On this day in auto history - October 1st

Fri 1st Oct 2021

It was on this day in 1988 that the death was announced of the celebrated car designer Alec Issigonis - the inspiration behind both the Morris Minor and the Mini - at the age of 81.

Born to British subjects in modern day Greece, Issigonis moved to the UK in his teens and learnt his craft engineering cars for Humber initially before joining Morris Motors in 1936.

Having worked on various projects throughout the war, Issigonis became a huge name in motoring when he was revealed as the design brains behind the hugely popular Morris Minor - the first British vehicle to sell over one million units during a production run which lasted from 1948 to 1972.

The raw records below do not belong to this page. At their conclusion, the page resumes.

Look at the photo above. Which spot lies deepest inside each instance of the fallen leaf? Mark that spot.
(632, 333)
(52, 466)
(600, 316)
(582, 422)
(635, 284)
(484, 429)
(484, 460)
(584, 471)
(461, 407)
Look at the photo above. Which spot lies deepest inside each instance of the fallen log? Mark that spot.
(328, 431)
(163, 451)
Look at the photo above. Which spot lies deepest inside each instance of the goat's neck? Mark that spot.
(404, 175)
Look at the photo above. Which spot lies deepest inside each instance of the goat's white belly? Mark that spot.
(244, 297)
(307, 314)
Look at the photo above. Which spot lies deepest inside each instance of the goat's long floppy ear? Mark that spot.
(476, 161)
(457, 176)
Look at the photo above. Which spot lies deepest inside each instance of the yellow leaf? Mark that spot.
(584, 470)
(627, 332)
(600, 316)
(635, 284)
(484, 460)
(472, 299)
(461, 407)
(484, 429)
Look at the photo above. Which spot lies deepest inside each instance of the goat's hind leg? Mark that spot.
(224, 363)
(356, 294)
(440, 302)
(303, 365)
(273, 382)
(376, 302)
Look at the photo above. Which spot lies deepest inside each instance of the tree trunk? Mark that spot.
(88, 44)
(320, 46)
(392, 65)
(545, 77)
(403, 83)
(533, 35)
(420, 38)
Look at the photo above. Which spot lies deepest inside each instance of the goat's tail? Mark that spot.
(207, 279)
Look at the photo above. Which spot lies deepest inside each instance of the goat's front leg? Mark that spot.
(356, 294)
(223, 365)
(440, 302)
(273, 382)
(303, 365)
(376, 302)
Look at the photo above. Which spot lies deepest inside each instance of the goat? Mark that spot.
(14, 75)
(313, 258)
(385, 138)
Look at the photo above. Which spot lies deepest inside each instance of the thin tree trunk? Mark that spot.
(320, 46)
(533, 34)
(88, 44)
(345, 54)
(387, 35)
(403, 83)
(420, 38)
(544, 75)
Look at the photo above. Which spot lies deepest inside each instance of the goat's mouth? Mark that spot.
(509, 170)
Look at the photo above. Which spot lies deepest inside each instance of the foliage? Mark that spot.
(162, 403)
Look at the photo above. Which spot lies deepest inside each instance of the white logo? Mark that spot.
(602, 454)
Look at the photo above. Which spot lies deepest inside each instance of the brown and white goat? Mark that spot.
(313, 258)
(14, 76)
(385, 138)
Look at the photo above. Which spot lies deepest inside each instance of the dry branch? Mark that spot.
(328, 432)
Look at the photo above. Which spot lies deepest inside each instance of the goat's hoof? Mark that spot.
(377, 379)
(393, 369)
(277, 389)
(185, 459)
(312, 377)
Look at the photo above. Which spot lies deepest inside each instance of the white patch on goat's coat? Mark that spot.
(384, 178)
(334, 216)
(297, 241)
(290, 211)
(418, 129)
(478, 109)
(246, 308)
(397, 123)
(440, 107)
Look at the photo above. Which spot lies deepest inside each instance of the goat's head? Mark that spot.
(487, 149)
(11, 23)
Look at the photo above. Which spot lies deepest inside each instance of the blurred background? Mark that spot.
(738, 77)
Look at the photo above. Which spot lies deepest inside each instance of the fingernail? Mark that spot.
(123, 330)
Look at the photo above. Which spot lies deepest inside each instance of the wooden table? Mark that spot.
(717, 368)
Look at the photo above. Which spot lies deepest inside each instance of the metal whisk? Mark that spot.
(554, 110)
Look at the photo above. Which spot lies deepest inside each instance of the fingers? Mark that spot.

Following the 1952 merger of Morris and Austin into BMC, Issigonis had a short spell at Alvis Cars but he was recruited back to BMC in 1955 to work on what would become his masterpiece - the Mini - which went on to become the best-selling British-made car in history, shifting over 5.3 million units.

Nicknamed the “Greek God” by contemporaries after the Mini’s record-breaking feats, Issigonis went on to enjoy further success with his next major creation, the Austin Maxi, but he became a victim of British Leyland cost-cutting in the late 1960’s and retired from the industry in 1971 shortly after being knighted.